The deal’s size would exceed the record set by Unibail-Rodamco’s takeover of shopping centre group Westfield at an enterprise value of $24.7bn in 2017.

The transaction, which was announced in a joint statement from the companies on Monday, is expected to be completed in the first quarter of 2022.

Afterpay said its 16m users regard the service as a more responsible way to borrow than using a credit card. Merchants pay Afterpay a fixed fee, plus a percentage of each order.

The deal underscored the huge appetite for buy now, pay later providers, which have boomed during the coronavirus pandemic.

“Square and Afterpay have a shared purpose,” said Dorsey. “We built our business to make the financial system more fair, accessible, and inclusive, and Afterpay has built a trusted brand aligned with those principles.”

Adoption of buy now, pay later services had tripled by early this year compared with pre-pandemic volumes, according to data from Adobe Analytics, and were particularly popular with younger consumers.

Rivalling Afterpay is Sweden’s Klarna, which doubled its valuation in three months to $45.6bn, after receiving investment from SoftBank’s Vision Fund 2 in June. PayPal offers its own service, Pay in 4, while it was reported last month that Apple was looking to partner with Goldman Sachs to offer buy now, pay later facilities to Apple Pay users.

Steven Ng, a portfolio manager at Afterpay investor Ophir Asset Management, said the deal validated the buy, now pay later business model and could be the catalyst for mergers activity in the sector. “Given the tie-up with Square, it could kick off a round of consolidation with other payment providers where buy now, pay later becomes another payment method offered to their customers,” he said.

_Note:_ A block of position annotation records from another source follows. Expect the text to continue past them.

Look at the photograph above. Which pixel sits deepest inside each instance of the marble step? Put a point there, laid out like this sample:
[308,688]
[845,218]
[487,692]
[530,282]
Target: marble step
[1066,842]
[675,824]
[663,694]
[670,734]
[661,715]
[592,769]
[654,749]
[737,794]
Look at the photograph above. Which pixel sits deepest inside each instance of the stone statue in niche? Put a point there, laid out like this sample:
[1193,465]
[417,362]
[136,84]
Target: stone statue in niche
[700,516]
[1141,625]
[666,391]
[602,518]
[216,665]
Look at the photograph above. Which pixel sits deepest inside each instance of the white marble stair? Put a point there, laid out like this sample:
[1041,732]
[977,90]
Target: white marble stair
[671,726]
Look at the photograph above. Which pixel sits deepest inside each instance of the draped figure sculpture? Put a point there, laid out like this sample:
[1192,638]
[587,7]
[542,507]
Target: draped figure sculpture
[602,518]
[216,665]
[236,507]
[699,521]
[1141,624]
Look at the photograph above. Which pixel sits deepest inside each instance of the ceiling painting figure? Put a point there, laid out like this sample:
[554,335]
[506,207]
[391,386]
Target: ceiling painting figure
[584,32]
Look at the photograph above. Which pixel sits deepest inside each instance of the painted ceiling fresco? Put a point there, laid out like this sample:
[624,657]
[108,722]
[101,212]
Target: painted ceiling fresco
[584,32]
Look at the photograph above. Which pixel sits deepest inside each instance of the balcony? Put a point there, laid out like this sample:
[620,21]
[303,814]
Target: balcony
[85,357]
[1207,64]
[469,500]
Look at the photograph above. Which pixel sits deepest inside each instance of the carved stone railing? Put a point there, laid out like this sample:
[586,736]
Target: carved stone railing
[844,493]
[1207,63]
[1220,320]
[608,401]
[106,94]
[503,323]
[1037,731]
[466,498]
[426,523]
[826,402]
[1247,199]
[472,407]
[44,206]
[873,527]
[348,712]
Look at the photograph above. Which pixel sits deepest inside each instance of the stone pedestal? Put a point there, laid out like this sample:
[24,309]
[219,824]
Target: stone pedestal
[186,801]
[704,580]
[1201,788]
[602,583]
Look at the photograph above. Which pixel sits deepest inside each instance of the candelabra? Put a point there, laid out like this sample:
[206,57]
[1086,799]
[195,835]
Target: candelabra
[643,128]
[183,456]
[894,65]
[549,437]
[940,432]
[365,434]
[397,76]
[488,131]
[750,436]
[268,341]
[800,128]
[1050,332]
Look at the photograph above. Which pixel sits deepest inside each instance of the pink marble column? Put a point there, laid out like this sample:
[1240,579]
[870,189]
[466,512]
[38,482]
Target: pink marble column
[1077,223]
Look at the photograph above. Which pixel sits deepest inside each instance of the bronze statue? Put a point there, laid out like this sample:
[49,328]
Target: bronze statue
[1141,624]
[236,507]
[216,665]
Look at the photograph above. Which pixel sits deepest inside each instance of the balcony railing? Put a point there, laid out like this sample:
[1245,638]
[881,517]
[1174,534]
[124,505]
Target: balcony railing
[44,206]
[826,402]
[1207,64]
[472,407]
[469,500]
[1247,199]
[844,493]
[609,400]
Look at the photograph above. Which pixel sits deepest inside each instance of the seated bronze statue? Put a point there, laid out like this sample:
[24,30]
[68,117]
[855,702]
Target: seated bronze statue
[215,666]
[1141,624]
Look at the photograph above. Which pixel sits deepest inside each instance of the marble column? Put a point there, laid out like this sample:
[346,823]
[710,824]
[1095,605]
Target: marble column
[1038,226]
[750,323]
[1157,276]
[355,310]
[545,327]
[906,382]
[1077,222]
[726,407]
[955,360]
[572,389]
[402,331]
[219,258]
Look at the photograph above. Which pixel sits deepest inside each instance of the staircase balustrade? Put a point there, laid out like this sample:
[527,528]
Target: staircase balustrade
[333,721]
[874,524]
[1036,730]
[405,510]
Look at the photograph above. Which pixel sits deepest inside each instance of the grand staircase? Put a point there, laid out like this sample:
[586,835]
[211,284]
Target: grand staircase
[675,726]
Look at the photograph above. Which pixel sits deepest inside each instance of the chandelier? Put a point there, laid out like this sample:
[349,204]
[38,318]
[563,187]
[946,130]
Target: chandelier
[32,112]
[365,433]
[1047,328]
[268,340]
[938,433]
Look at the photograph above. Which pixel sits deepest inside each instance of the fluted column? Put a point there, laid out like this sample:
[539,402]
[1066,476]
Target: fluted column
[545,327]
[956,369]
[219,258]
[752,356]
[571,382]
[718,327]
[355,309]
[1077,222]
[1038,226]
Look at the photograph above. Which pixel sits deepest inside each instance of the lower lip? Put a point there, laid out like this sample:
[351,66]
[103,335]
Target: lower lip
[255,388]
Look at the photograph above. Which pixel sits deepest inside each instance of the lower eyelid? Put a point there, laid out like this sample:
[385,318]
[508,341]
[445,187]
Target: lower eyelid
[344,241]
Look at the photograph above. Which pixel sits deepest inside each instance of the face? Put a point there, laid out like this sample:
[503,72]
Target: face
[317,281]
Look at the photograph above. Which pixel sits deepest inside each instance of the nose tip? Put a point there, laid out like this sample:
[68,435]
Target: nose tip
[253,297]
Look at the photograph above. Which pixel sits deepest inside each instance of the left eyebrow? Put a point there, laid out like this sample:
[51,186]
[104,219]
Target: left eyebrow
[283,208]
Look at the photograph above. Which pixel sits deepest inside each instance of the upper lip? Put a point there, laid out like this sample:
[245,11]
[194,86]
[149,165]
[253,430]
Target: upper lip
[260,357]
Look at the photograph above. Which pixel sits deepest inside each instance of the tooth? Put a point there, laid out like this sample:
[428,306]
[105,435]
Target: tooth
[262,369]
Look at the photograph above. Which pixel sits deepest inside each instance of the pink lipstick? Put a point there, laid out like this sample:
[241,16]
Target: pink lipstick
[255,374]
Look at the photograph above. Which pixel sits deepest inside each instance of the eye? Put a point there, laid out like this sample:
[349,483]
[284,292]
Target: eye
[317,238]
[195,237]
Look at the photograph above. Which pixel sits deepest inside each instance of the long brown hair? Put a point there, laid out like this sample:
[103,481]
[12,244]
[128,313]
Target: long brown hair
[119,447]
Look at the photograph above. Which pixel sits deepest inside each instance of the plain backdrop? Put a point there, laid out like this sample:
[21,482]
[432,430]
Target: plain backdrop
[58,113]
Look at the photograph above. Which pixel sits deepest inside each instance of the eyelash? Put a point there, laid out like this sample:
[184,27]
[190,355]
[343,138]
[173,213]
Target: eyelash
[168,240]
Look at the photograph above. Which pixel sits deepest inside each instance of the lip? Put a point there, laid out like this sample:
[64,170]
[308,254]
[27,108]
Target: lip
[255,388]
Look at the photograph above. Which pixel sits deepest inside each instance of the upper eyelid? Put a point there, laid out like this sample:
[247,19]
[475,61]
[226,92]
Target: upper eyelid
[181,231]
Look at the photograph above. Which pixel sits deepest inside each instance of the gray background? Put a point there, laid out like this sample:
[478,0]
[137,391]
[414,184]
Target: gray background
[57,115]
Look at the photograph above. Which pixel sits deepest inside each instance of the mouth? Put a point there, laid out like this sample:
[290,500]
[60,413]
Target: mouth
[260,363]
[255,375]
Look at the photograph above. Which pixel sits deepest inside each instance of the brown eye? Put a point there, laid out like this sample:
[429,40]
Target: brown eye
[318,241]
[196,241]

Over the past two years Afterpay has expanded rapidly in the US and Europe, which now account for more than three-quarters of its 16.3m active customers and a third of merchants on its platform. Afterpay said its services are used by more than 100,000 merchants across the US, Australia, Canada and New Zealand as well as in the UK, France, Italy and Spain, where it is known as Clearpay.

Square intends to offer the facility to its merchants and users of its Cash App, a fast money transfer service popular with small businesses and a competitor to PayPal’s Venmo.

“It’s an expensive purchase, but the buy now, pay later market is growing very rapidly and it makes a lot of sense for Square to have a solid stake in it,” said retail analyst Neil Saunders.

“For some, especially younger generations, buy now, pay later is a favoured form of credit. Afterpay has already had some success with its US expansion, but Square will be able to accelerate that by integrating it into its platforms and payment infrastructure — that’s probably one of the justifications for the relatively toppy price tag of the deal.”

Square handled $42.8bn in payments in the second quarter, with Cash App transactions making up about 10 per cent, according to figures released on Sunday. The company posted a $204m profit on revenues of $4.7bn.

Once the acquisition is completed, Afterpay shareholders will own about 18.5 per cent of Square, the companies said. The deal has been approved by both companies’ boards of directors but will also need to be backed by Afterpay shareholders.

As part of the deal, Square will establish a secondary listing on the Australian Securities Exchange to provide Afterpay shareholders with an option to receive Square shares listed on the New York Stock Exchange or the ASX. Square may elect to pay 1 per cent of the purchase price in cash.